Wanneer u papier van standaardformaat gaat plaatsen
1
Selecteer <Standaardformaat>.
2
Selecteer het papierformaat op het tabblad <Veelgebruikte formaten>.
●
Als het formaat van het geplaatste papier niet zichtbaar is, selecteert u het tabblad <Overige
formaten>.
Wanneer u papier met het formaat A4 of A5 gaat plaatsen
●
Selecteer in de afdrukstand Liggend <A4> of <A5>. Selecteer in de afdrukstand Staand <A4R> of <A5R>.

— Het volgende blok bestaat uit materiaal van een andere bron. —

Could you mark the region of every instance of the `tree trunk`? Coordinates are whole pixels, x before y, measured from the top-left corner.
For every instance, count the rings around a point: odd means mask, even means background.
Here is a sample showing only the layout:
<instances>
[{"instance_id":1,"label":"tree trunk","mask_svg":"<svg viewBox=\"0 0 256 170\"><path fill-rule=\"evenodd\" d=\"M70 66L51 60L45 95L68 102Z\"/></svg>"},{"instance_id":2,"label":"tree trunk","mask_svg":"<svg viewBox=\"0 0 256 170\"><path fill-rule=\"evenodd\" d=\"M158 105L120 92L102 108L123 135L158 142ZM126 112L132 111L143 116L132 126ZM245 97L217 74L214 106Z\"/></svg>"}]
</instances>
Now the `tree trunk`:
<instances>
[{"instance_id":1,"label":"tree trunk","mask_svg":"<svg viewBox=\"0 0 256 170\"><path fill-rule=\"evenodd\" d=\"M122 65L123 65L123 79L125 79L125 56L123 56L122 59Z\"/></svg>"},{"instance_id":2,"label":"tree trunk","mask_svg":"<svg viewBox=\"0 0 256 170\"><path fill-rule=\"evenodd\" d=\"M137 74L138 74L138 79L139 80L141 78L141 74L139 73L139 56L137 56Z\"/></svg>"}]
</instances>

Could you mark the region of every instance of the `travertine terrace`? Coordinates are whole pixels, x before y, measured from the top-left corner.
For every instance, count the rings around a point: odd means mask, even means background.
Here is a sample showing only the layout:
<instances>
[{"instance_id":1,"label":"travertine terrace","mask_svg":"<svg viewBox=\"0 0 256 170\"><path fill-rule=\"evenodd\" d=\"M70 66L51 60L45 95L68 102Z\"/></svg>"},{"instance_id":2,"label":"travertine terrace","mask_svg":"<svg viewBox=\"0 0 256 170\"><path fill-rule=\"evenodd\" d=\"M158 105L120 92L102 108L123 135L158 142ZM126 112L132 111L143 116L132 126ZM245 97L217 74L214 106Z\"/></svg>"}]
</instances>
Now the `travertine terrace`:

Wanneer u papier met een aangepast formaat gaat plaatsen
1
Selecteer <Aangepast formaat>.
2
Geef de lengte op van de zijde <X> en de zijde <Y>.
●
Selecteer <X> of <Y> en voer de lengte van elke zijde in met behulp van de numerieke toetsen.
●
Als u het papierformaat dat u regelmatig gebruikt op knoppen <S1> tot en met <S3> registreert, kunt
u deze oproepen met één druk op een knop.
3
Selecteer <Toepassen>.
Wanneer u enveloppen gaat plaatsen
1
Selecteer <Envelop>.
2
Selecteer de invoerrichting en het type van de enveloppen.